The King's Speech Review
It is generally well know that King George VI – Bertie, as he is known within the family – (Colin Firth) suffered from a stammer, but the sheer existential terror that it held for a man in his position is something perhaps only few have fully grasped – until The King's Speech that is, which conveys it all with lucid immediacy. The father figure, King George V (Michael Gambon) is a stern and formidable character, and his two eldest sons are like the two sides of a coin as regards defective personalities. David, King Edward VIII (Guy Pearce), is an extrovert, openly rebellious ‘bounder’, whilst Bertie is quieter, a victim of lack of confidence and repressed anger which flares up in the occasional temper tantrum – a character who in more modern psychological parlance would be described as ‘passive-aggressive’.
It is this territory that the film explores, as Bertie, then the Duke of York, is driven to despair by the embarrassment of failed public speaking attempts and seeks the help of an unconventional speech therapist, Lionel Logue (Geoffrey Rush). Logue practises a kind of psychotherapy, building up a rapport with his patients, insisting on using first names and attempting to probe the personality problems underlying a speech impediment – techniques he developed from dealing with shell-shocked soldiers in World War I. At first Bertie is highly resistant to any such delving beneath the surface of the purely mechanical, and he storms off more than once before a strong bond develops between the two men. Their relationship is set against the backdrop of famous historical events – the father’s death, the brother’s abdication and the rise of Hitler – all of it stoking the tension and bringing Bertie’s anguish to a climax.
At first it appears that The King's Speech might be falling all too easily into the familiar groove of British movies that treat historical events with an overly chirpy formulaic lightweightedness – the recent Made in Dagenham being a good example. But what elevates it is the quality of the acting, with the ever-reliable Geoffrey Rush supporting a fantastic central performance from Colin Firth, who conveys every tick, every nuance of the perilous frustration of a man boxed in and checkmated by circumstances, who has greatness thrust upon him against his will and must somehow, anyhow, rise to the occasion. The vulnerability and the fits of anger are perfectly captured, and the spectacle of a 1930s royal swearing his head off is totally convincing. Colin Firth is certainly extending his range in playing more complex, emotionally wounded characters – such as the bereaved George in A Single Man – and this performance will inevitably be hugely feted.
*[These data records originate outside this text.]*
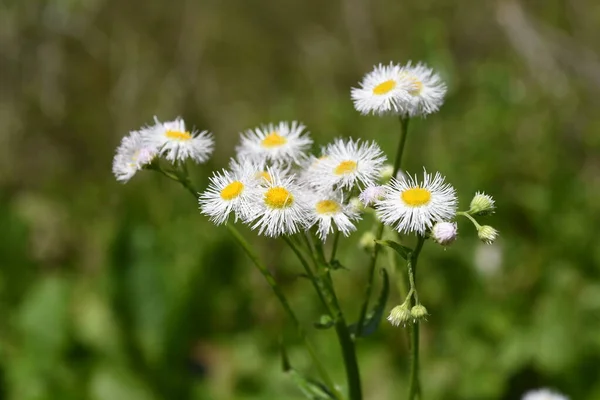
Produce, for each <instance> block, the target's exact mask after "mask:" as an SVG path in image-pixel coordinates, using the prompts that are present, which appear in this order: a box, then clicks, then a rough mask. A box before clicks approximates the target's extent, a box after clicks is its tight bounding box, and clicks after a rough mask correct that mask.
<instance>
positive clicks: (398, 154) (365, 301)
mask: <svg viewBox="0 0 600 400" xmlns="http://www.w3.org/2000/svg"><path fill="white" fill-rule="evenodd" d="M408 121H409V118H408V117H400V127H401V131H400V143H398V149H397V150H396V158H395V159H394V171H393V173H392V177H393V178H396V174H398V171H399V170H400V167H401V166H402V155H403V154H404V146H405V145H406V137H407V136H408ZM382 236H383V223H380V224H379V227H378V228H377V234H376V235H375V238H376V240H381V238H382ZM380 247H381V246H379V245H375V249H373V254H372V256H371V262H370V264H369V268H368V272H367V274H368V277H367V289H366V293H365V300H364V301H363V304H362V307H361V309H360V316H359V318H358V327H357V329H358V332H359V334H362V329H363V325H364V323H365V318H366V316H367V309H368V308H369V300H370V299H371V292H372V291H373V278H374V276H375V267H376V266H377V257H378V256H379V248H380ZM359 336H360V335H359Z"/></svg>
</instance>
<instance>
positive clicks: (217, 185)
mask: <svg viewBox="0 0 600 400" xmlns="http://www.w3.org/2000/svg"><path fill="white" fill-rule="evenodd" d="M257 173H258V170H257V167H256V166H255V165H253V164H252V163H250V162H245V163H244V164H243V167H240V168H238V169H236V170H235V171H227V170H223V171H222V172H215V173H214V174H213V176H212V177H211V178H210V184H209V185H208V188H207V189H206V191H205V192H204V193H202V194H200V197H199V200H198V202H199V204H200V209H201V212H202V213H203V214H204V215H207V216H208V217H210V220H211V221H212V222H213V223H215V224H216V225H220V224H222V223H224V222H226V221H227V219H228V217H229V214H230V213H231V212H233V213H234V215H235V221H237V220H238V219H242V220H247V219H248V218H250V215H251V213H250V212H251V210H252V207H251V204H252V198H253V197H252V191H253V189H254V188H255V187H256V186H257V185H258V183H259V181H258V180H257V179H256V175H257Z"/></svg>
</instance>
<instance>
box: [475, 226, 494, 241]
mask: <svg viewBox="0 0 600 400" xmlns="http://www.w3.org/2000/svg"><path fill="white" fill-rule="evenodd" d="M477 236H479V239H480V240H481V241H482V242H484V243H486V244H492V243H494V240H496V238H497V237H498V231H497V230H496V229H494V228H492V227H491V226H489V225H483V226H480V227H479V228H478V229H477Z"/></svg>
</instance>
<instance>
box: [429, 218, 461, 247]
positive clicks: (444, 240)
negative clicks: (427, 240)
mask: <svg viewBox="0 0 600 400" xmlns="http://www.w3.org/2000/svg"><path fill="white" fill-rule="evenodd" d="M457 236H458V226H457V225H456V222H438V223H436V224H435V225H434V226H433V228H431V237H432V238H433V240H435V241H436V242H437V243H439V244H441V245H442V246H447V245H449V244H452V242H454V241H455V240H456V237H457Z"/></svg>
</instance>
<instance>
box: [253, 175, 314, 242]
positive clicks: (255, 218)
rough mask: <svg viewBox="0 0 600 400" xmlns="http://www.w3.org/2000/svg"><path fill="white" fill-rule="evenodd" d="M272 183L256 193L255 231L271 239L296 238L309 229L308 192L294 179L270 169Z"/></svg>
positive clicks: (253, 211) (267, 185)
mask: <svg viewBox="0 0 600 400" xmlns="http://www.w3.org/2000/svg"><path fill="white" fill-rule="evenodd" d="M267 172H268V174H269V176H270V177H271V180H270V181H269V182H267V183H266V184H263V185H260V186H258V188H257V190H255V191H254V198H253V201H252V210H251V217H252V218H251V221H248V222H249V223H250V224H251V228H252V229H258V233H259V235H263V234H264V235H266V236H271V237H276V236H281V235H293V234H294V233H297V232H298V231H300V230H301V229H304V228H306V227H307V226H309V225H310V222H311V221H310V210H309V200H308V197H307V195H308V192H307V190H306V189H305V188H303V187H302V186H300V185H299V184H298V183H296V182H295V181H294V177H293V176H284V175H281V174H280V173H279V172H278V171H277V170H275V169H272V168H270V167H269V168H268V169H267Z"/></svg>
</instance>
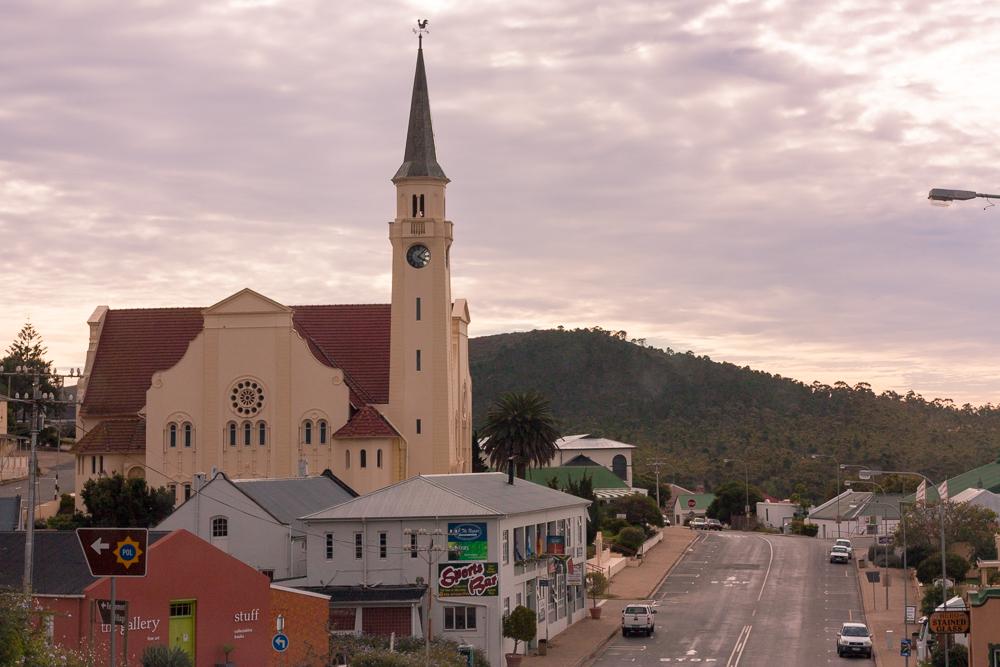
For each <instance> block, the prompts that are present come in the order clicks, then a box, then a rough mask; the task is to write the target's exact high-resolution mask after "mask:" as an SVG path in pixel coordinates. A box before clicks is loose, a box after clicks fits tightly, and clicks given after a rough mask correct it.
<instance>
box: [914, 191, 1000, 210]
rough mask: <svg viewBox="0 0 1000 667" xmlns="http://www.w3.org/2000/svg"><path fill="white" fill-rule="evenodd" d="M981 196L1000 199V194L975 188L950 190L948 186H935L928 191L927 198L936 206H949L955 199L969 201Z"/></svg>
mask: <svg viewBox="0 0 1000 667" xmlns="http://www.w3.org/2000/svg"><path fill="white" fill-rule="evenodd" d="M976 197H981V198H983V199H1000V195H987V194H982V193H980V192H974V191H973V190H949V189H947V188H934V189H932V190H931V191H930V192H928V193H927V198H928V199H929V200H931V204H933V205H934V206H948V205H949V204H951V202H953V201H967V200H969V199H975V198H976Z"/></svg>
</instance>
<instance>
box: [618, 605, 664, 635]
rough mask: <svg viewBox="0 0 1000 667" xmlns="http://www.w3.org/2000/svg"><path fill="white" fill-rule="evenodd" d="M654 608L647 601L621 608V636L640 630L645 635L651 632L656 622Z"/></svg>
mask: <svg viewBox="0 0 1000 667" xmlns="http://www.w3.org/2000/svg"><path fill="white" fill-rule="evenodd" d="M655 613H656V610H655V609H653V605H651V604H648V603H633V604H629V605H626V606H625V608H624V609H622V637H627V636H628V635H630V634H633V633H637V632H640V633H642V634H644V635H646V636H647V637H649V636H650V635H652V634H653V630H654V629H655V626H656V624H655V623H654V622H653V614H655Z"/></svg>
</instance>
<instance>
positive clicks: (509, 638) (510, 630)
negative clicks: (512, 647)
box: [503, 605, 538, 667]
mask: <svg viewBox="0 0 1000 667" xmlns="http://www.w3.org/2000/svg"><path fill="white" fill-rule="evenodd" d="M537 631H538V620H537V617H536V616H535V612H533V611H531V610H530V609H528V608H527V607H525V606H524V605H518V606H516V607H514V611H512V612H510V614H509V615H507V616H504V619H503V636H504V637H507V638H508V639H513V640H514V652H513V653H508V654H507V655H506V656H505V657H506V658H507V667H520V664H521V660H522V659H523V656H521V655H518V653H517V646H518V644H520V643H521V642H525V643H527V642H530V641H531V640H532V639H534V638H535V633H536V632H537Z"/></svg>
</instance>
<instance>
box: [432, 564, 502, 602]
mask: <svg viewBox="0 0 1000 667" xmlns="http://www.w3.org/2000/svg"><path fill="white" fill-rule="evenodd" d="M498 572H499V568H498V567H497V564H496V563H463V564H461V565H452V564H450V563H441V564H438V595H439V596H440V597H443V598H456V597H496V596H497V595H499V594H500V587H499V581H500V577H499V575H498Z"/></svg>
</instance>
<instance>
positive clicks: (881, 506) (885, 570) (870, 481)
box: [845, 479, 906, 611]
mask: <svg viewBox="0 0 1000 667" xmlns="http://www.w3.org/2000/svg"><path fill="white" fill-rule="evenodd" d="M845 484H847V486H848V487H853V485H854V484H871V485H872V486H874V487H875V488H876V489H878V491H879V493H881V494H882V495H883V496H884V495H886V493H885V489H884V488H882V486H881V485H880V484H876V483H875V482H873V481H871V480H867V479H857V480H851V479H849V480H847V482H845ZM868 504H870V505H872V506H873V507H876V506H878V507H885V508H887V509H890V510H891V509H892V505H889V504H888V503H879V502H870V503H868ZM896 510H897V511H899V508H896ZM887 520H888V517H885V516H883V517H882V532H883V533H885V537H886V541H885V542H884V543H883V545H882V558H883V561H882V576H883V577H884V578H885V580H886V582H885V584H884V588H885V608H886V609H887V610H888V609H889V581H888V580H889V540H888V537H889V528H888V525H887ZM903 550H904V551H905V550H906V546H905V545H904V546H903ZM875 553H876V554H878V524H877V523H876V524H875ZM903 595H904V598H903V607H904V611H905V607H906V598H905V595H906V582H905V581H904V582H903ZM874 603H875V601H874V600H872V604H873V605H874Z"/></svg>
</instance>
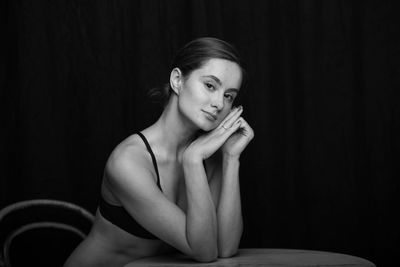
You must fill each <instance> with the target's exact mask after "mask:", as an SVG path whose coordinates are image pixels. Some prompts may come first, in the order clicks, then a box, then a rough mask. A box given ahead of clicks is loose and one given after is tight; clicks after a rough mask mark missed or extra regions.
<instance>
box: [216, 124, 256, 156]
mask: <svg viewBox="0 0 400 267" xmlns="http://www.w3.org/2000/svg"><path fill="white" fill-rule="evenodd" d="M238 121H239V125H240V126H239V129H238V130H237V131H235V132H234V133H233V134H232V135H230V136H229V138H228V139H227V140H226V141H225V143H224V144H223V146H222V148H221V150H222V153H223V155H225V156H229V157H237V158H238V157H239V156H240V154H241V153H242V151H243V150H244V149H245V148H246V146H247V145H248V143H249V142H250V141H251V139H253V137H254V131H253V129H252V128H251V127H250V125H249V124H248V123H247V122H246V121H245V120H244V119H243V118H242V117H240V118H239V119H238Z"/></svg>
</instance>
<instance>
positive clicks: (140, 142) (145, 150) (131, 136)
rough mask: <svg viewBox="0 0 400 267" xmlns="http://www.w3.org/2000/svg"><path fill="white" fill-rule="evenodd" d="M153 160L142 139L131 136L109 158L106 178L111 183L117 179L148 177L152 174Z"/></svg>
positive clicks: (109, 156) (107, 161) (123, 142)
mask: <svg viewBox="0 0 400 267" xmlns="http://www.w3.org/2000/svg"><path fill="white" fill-rule="evenodd" d="M151 166H152V165H151V158H150V155H149V154H148V152H147V149H146V146H145V145H144V143H143V141H142V140H141V138H140V137H139V136H138V135H137V134H134V135H131V136H129V137H128V138H126V139H125V140H124V141H122V142H121V143H120V144H119V145H118V146H117V147H116V148H115V149H114V150H113V151H112V153H111V155H110V156H109V158H108V160H107V163H106V166H105V176H106V178H107V180H108V181H109V182H112V181H113V180H115V179H124V178H130V179H132V177H146V176H149V174H150V173H151V171H150V170H151Z"/></svg>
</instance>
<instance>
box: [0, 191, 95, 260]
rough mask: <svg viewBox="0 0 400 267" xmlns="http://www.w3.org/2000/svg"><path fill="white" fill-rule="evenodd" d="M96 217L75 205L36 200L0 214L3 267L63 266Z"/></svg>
mask: <svg viewBox="0 0 400 267" xmlns="http://www.w3.org/2000/svg"><path fill="white" fill-rule="evenodd" d="M93 220H94V216H93V214H91V213H90V212H88V211H87V210H85V209H84V208H82V207H80V206H78V205H75V204H73V203H69V202H65V201H60V200H51V199H33V200H27V201H21V202H17V203H14V204H11V205H9V206H7V207H5V208H3V209H2V210H0V246H1V254H0V267H2V266H5V267H15V266H27V265H28V264H29V265H34V266H62V263H63V262H64V261H65V259H66V258H67V257H68V256H69V254H70V253H71V252H72V250H73V249H74V248H75V247H76V246H77V245H78V243H79V242H81V241H82V239H83V238H84V237H85V236H86V235H87V233H88V232H89V231H90V228H91V226H92V224H93Z"/></svg>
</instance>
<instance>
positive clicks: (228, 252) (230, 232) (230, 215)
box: [217, 156, 243, 257]
mask: <svg viewBox="0 0 400 267" xmlns="http://www.w3.org/2000/svg"><path fill="white" fill-rule="evenodd" d="M221 178H222V179H221V189H220V197H219V201H218V207H217V220H218V254H219V256H220V257H231V256H232V255H234V254H235V253H236V252H237V249H238V247H239V242H240V238H241V236H242V231H243V219H242V207H241V201H240V185H239V158H237V157H229V156H223V158H222V177H221Z"/></svg>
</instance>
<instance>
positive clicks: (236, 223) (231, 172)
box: [210, 118, 254, 257]
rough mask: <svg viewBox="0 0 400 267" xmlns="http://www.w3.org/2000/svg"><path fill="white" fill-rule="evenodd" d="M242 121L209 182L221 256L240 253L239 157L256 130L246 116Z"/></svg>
mask: <svg viewBox="0 0 400 267" xmlns="http://www.w3.org/2000/svg"><path fill="white" fill-rule="evenodd" d="M239 120H240V124H241V127H240V129H239V130H238V131H237V132H235V133H234V134H232V135H231V137H230V138H229V139H228V140H227V141H226V142H225V144H224V145H223V147H222V153H221V154H222V156H221V157H220V158H219V160H218V161H216V164H215V165H214V166H215V168H214V171H213V172H212V174H211V181H210V189H211V191H212V195H213V199H214V202H215V205H216V207H217V221H218V254H219V256H220V257H231V256H233V255H234V254H235V253H236V252H237V249H238V247H239V243H240V238H241V236H242V232H243V219H242V209H241V200H240V184H239V165H240V160H239V158H240V154H241V152H242V151H243V150H244V148H245V147H246V146H247V144H248V143H249V142H250V141H251V139H253V137H254V132H253V130H252V129H251V127H250V126H249V125H248V124H247V122H246V121H245V120H244V119H243V118H240V119H239Z"/></svg>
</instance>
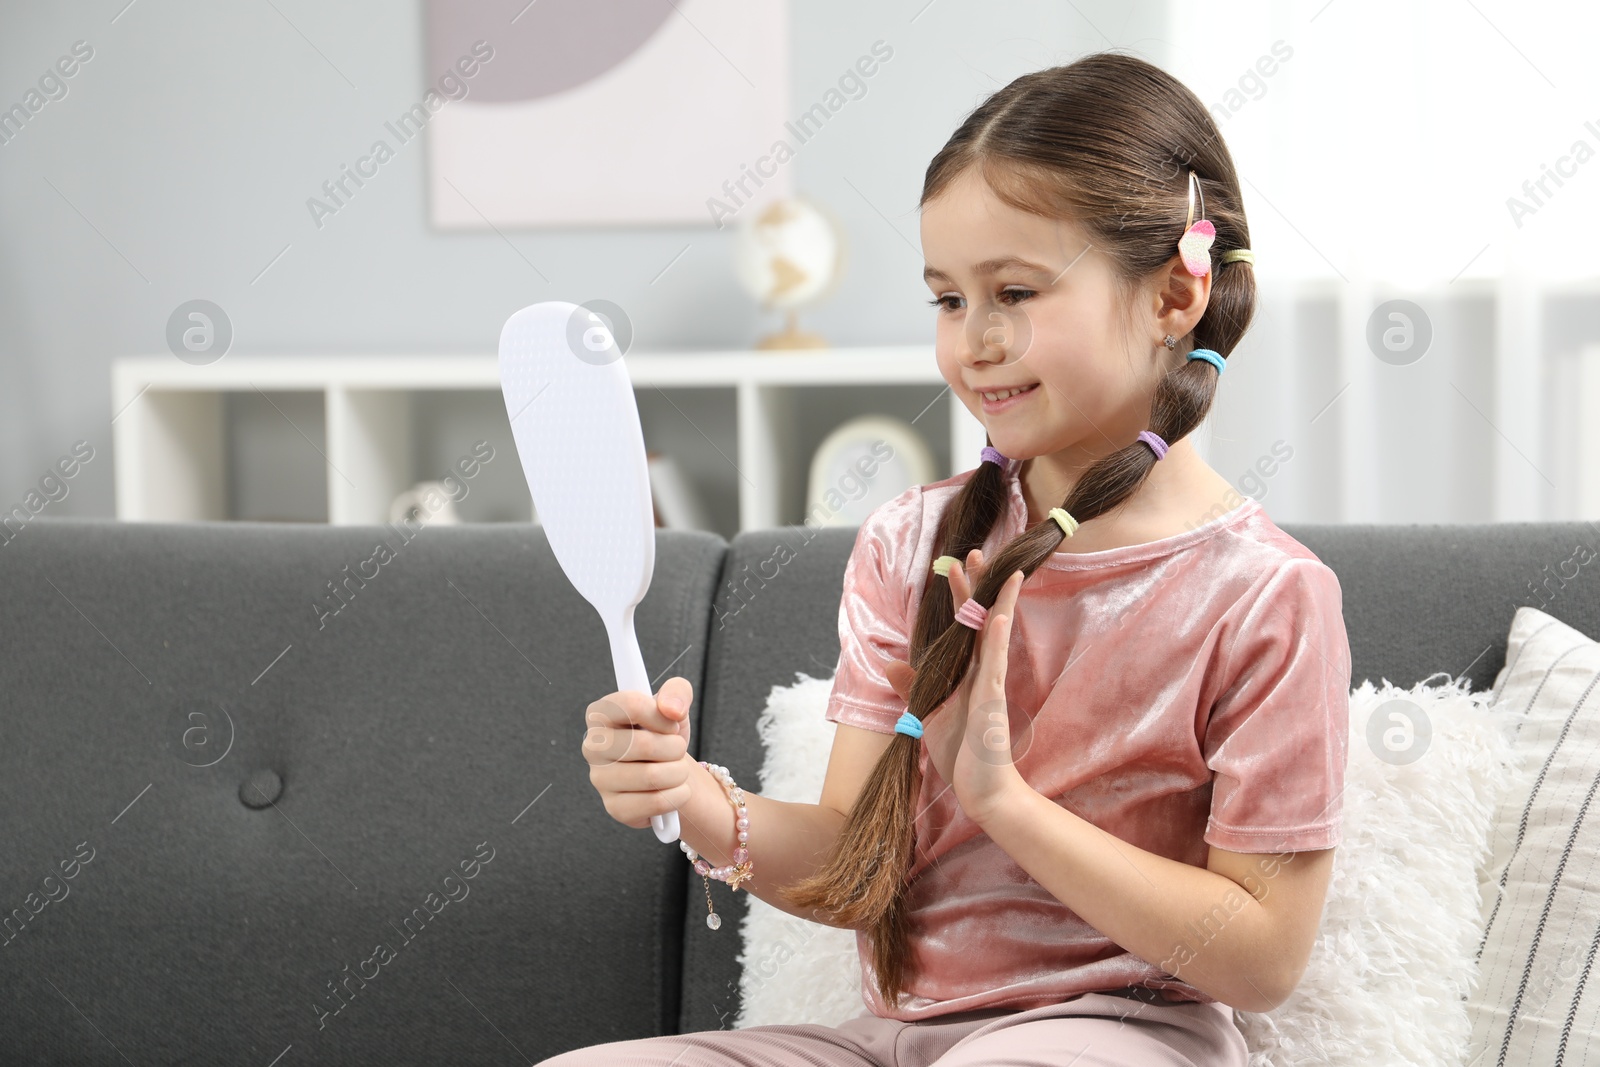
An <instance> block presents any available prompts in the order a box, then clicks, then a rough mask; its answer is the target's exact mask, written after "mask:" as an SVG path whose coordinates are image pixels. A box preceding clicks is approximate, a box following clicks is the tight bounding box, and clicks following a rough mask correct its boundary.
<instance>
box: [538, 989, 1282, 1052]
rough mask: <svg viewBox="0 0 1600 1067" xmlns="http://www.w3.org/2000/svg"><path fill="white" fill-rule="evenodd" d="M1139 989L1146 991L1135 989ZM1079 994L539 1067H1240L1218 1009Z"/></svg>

Together Bertie and Lionel perform an a kind of odd-couple double act, sweeping aside convention and ruffling the feathers of established royal advisers, such as Archbishop Cosmo Lang (Derek Jacobi), whose presence cannot help evoke memories of another great regal stammering performance – the Roman Emperor Claudius. In a terrific ensemble cast, Helena Bonham Carter portrays a very sympathetic Queen Elizabeth, and Guy Pearce is spot on as Edward VIII, with the well-worn story of Mrs Simpson (Eve Best) and the abdication crisis being seen from a fresh perspective. As regards politicians of the day, Timothy Spall’s Churchill has too much hair and too obvious mannerisms, but Anthony Andrews’ Baldwin is very convincing.
Another good thing about the movie is the sense of period arising from production design – in particular the inner sanctums of the ’30s almost steampunk BBC. The paramount importance of radio – then the one and only form of live media – comes across throughout, and the trepidation of facing one of those big, clunky old microphones is truly felt.
Inevitably in the closing stages the film builds to a rousing feelgood finale, but with the weight of real drama behind it and careful, measured direction, it is truly moving. Yes, this is crowd-pleasing cinema, but it’s also a testament to the great health of traditional British filmmaking at the dawn of 2011.